Я обожал, когда ты так канючила.

– Ну и кто же твой любимый пианист?

– Святослав Рихтер, – ты расплываешься в довольнейшей улыбке.

Приятные воспоминания, не правда ли? Но я их привожу здесь не за тем, чтоб смаковать. Поясняю, каждая воспроизведённая здесь ситуация, на мой взгляд, – реперная точка. Возможно, это опрометчиво, предполагать что, выстроив по этим точкам нашу жизнь, мне удастся побороть дискретность, описав всё в точности, как было, ничего существенного не забыв, однако сколько ни искал, я не нашёл альтернативы для того, чтоб полностью реконструировать то время и те чувства, обладая в настоящем лишь отрывками из прежней жизни.
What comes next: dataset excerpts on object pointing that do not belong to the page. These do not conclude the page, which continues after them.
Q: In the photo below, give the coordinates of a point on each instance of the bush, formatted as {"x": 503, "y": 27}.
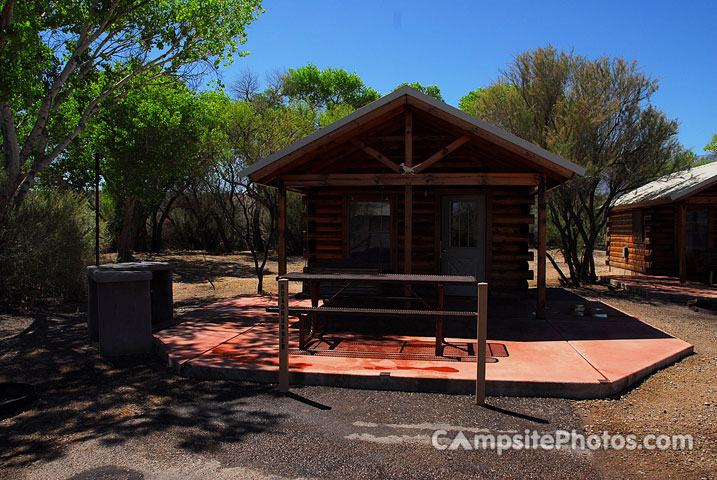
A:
{"x": 44, "y": 248}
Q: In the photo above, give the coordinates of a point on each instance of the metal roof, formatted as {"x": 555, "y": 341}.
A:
{"x": 432, "y": 102}
{"x": 672, "y": 187}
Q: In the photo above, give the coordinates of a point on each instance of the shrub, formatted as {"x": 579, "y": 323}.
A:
{"x": 44, "y": 248}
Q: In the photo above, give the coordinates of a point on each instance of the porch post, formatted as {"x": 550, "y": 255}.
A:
{"x": 282, "y": 229}
{"x": 408, "y": 230}
{"x": 408, "y": 198}
{"x": 682, "y": 239}
{"x": 542, "y": 249}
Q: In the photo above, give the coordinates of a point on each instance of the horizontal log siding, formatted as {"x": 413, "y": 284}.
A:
{"x": 660, "y": 233}
{"x": 651, "y": 253}
{"x": 508, "y": 239}
{"x": 424, "y": 233}
{"x": 508, "y": 269}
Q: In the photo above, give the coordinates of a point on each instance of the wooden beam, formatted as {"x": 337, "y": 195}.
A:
{"x": 489, "y": 239}
{"x": 408, "y": 229}
{"x": 408, "y": 139}
{"x": 375, "y": 154}
{"x": 682, "y": 240}
{"x": 481, "y": 337}
{"x": 429, "y": 179}
{"x": 442, "y": 153}
{"x": 492, "y": 138}
{"x": 542, "y": 249}
{"x": 282, "y": 229}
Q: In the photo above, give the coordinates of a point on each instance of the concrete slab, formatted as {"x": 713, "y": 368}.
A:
{"x": 583, "y": 350}
{"x": 667, "y": 288}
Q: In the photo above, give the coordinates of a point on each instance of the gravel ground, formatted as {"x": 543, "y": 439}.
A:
{"x": 681, "y": 399}
{"x": 97, "y": 419}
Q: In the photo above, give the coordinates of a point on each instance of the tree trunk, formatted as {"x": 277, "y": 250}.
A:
{"x": 131, "y": 224}
{"x": 256, "y": 227}
{"x": 158, "y": 224}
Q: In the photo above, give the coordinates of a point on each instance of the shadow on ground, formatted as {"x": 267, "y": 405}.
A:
{"x": 83, "y": 397}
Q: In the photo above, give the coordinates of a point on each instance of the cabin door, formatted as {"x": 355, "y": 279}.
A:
{"x": 463, "y": 228}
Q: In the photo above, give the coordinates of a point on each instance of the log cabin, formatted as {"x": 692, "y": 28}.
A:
{"x": 666, "y": 226}
{"x": 409, "y": 184}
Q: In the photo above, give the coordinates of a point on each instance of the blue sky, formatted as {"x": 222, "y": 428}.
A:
{"x": 461, "y": 46}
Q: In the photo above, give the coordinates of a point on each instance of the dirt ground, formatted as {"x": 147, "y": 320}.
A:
{"x": 85, "y": 399}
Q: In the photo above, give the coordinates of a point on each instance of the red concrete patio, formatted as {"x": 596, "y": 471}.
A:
{"x": 581, "y": 350}
{"x": 667, "y": 288}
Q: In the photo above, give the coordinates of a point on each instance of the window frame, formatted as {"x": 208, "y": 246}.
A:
{"x": 346, "y": 222}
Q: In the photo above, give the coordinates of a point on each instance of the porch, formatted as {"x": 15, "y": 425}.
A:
{"x": 580, "y": 349}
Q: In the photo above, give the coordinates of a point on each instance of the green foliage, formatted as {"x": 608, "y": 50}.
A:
{"x": 712, "y": 146}
{"x": 431, "y": 90}
{"x": 44, "y": 248}
{"x": 150, "y": 140}
{"x": 63, "y": 62}
{"x": 324, "y": 89}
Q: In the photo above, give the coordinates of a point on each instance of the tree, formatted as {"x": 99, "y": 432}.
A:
{"x": 253, "y": 129}
{"x": 712, "y": 146}
{"x": 431, "y": 90}
{"x": 326, "y": 89}
{"x": 596, "y": 113}
{"x": 58, "y": 58}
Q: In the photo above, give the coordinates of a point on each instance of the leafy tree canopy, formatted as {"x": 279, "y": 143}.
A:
{"x": 431, "y": 90}
{"x": 712, "y": 146}
{"x": 82, "y": 56}
{"x": 325, "y": 89}
{"x": 596, "y": 113}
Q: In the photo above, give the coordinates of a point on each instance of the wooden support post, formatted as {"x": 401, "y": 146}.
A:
{"x": 439, "y": 323}
{"x": 481, "y": 348}
{"x": 542, "y": 249}
{"x": 408, "y": 198}
{"x": 283, "y": 335}
{"x": 682, "y": 240}
{"x": 282, "y": 229}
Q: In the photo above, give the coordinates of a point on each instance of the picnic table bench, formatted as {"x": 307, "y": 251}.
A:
{"x": 708, "y": 261}
{"x": 403, "y": 279}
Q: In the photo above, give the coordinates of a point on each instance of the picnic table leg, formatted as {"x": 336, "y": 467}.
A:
{"x": 283, "y": 335}
{"x": 314, "y": 289}
{"x": 302, "y": 332}
{"x": 439, "y": 324}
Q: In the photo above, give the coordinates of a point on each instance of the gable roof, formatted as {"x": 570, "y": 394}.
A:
{"x": 416, "y": 98}
{"x": 673, "y": 187}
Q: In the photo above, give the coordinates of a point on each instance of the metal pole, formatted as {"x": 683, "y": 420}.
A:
{"x": 481, "y": 349}
{"x": 97, "y": 209}
{"x": 283, "y": 335}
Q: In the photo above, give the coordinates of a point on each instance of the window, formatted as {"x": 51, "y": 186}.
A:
{"x": 370, "y": 232}
{"x": 697, "y": 231}
{"x": 637, "y": 225}
{"x": 464, "y": 224}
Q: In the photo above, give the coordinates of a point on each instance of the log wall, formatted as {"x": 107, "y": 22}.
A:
{"x": 507, "y": 234}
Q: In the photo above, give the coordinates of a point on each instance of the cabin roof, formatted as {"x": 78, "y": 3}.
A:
{"x": 264, "y": 170}
{"x": 671, "y": 188}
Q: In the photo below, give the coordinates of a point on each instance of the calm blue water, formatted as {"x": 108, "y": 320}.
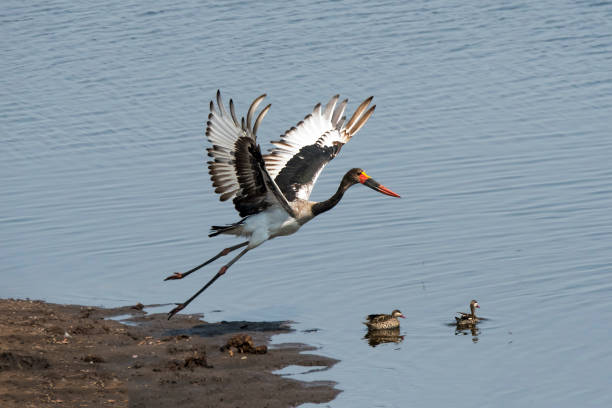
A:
{"x": 493, "y": 122}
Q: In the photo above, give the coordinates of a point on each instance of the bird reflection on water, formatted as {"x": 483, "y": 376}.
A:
{"x": 376, "y": 337}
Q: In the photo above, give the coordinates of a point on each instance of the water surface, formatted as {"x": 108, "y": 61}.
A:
{"x": 492, "y": 122}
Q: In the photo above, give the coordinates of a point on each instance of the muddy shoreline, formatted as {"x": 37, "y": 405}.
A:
{"x": 76, "y": 356}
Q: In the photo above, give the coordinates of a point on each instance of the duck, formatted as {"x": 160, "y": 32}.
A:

Конечно, после фрагмента нашего с тобою счастья, я не в силах обойти и то, как мы с тобой лежали вечерами в темноте и слушали какие-нибудь песни. Мы пребывали в темноте и наслаждались музыкой, друг другом.

Ты помнишь день: мы возвратились с зимней улицы в пустую тёмную квартиру, был декабрь. В то время ты нередко оставалась у меня, затем и вовсе вскоре ты ко мне перебралась. Я был единственным ребёнком и с пятнадцати рос без отца, которого убило электричеством на производстве. Тебе же непременно нужно было выбраться из скученной семьи, живущей в крошечной квартире. Помимо матери с отцом в двух комнатах жила не только ты, но младшие сестра и брат, и бабушка твоя в придачу. Поэтому ты обожала у меня бывать, особенно когда мы закрывались в моей комнате, как будто прятались от остального мира. Отрадой были те часы, когда лишь нам двоим принадлежала полностью квартира.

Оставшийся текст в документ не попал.